"Cinderella," he said, "am I to act as yer prince or not?"
"I dunno wot hever yer means, Pickles."
"Well, my beauty, 'tis jest this—the Prince rescued Cinderella from her cruel sisters, and I want ter rescue you from the arms of justice. You has a wery shameful accusation hanging over you, Cinderella; you is, in short, hiding from the law. I can set yer free. Shall I?"
Sue's plump face had grown quite thin during the anxieties of the past month, and now it scarcely lighted up as she answered Pickles:
"I want ter be set free, but I don't want ter be set free in your way."
"'Tis the only way, Cinderella. The man, Peter Harris, is the guilty party. He tuk that 'ere locket; he put it in yer pocket. I don't know how he did it, nor why he did it, but I do know that no one else did it. I have jest come from him, and lor' bless yer! I have had him on the torture hooks. I made-b'lieve as you were to be tried next week, and I axed him to come to the trial. I could a'most see him shivering at the bare thought, but fur hall that he did not dare but say he'd come. Now, Cinderella, ef you were to allow me to manage it, and I wer to get you and he face to face, why, he'd jest have to confess. I'd have a couple o' witnesses handy, and we'd write it down wot he said, and you'd be set free. I'd manage so to terrify him aforehand that he'd have ter confess——"

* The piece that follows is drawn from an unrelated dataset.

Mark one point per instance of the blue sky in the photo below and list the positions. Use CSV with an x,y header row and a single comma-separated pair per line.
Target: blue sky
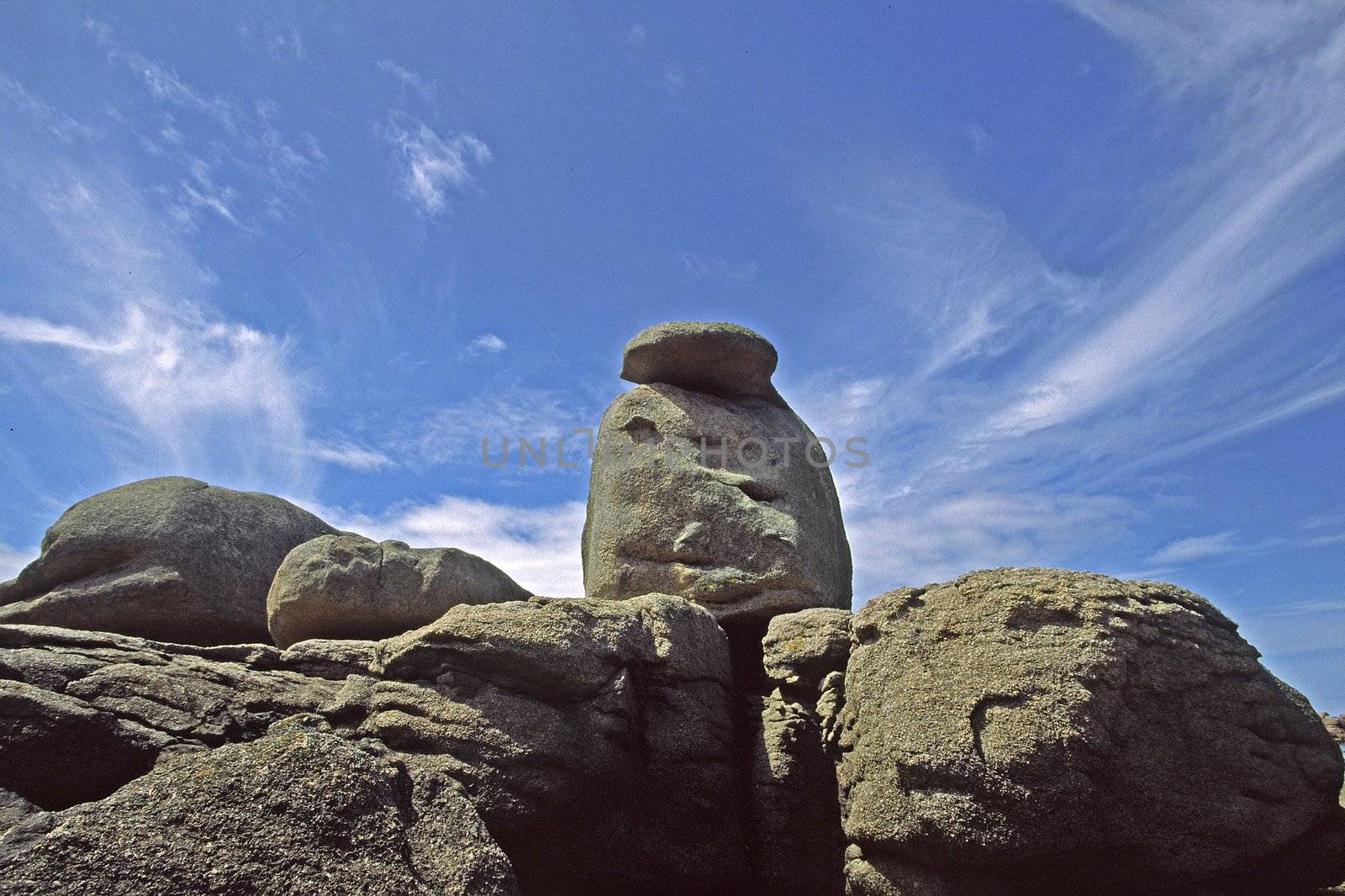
x,y
1073,269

"And then he'd be put in prison?" said Sue.
"Why, in course; and well he'd deserve it. He's the right party to go, fur he's guilty. Yes, shameful guilty, too."
"He couldn't manage to run away and escape afterwards?"
Pickles laughed. "You think as I'd help him, maybe. Not a bit o' me! I don't harbor no guilty parties, Cinderella, as I ha' told yer heaps and heaps o' times. No, he's guilty, and he goes ter prison; there ain't nothink hard in sending him ter prison."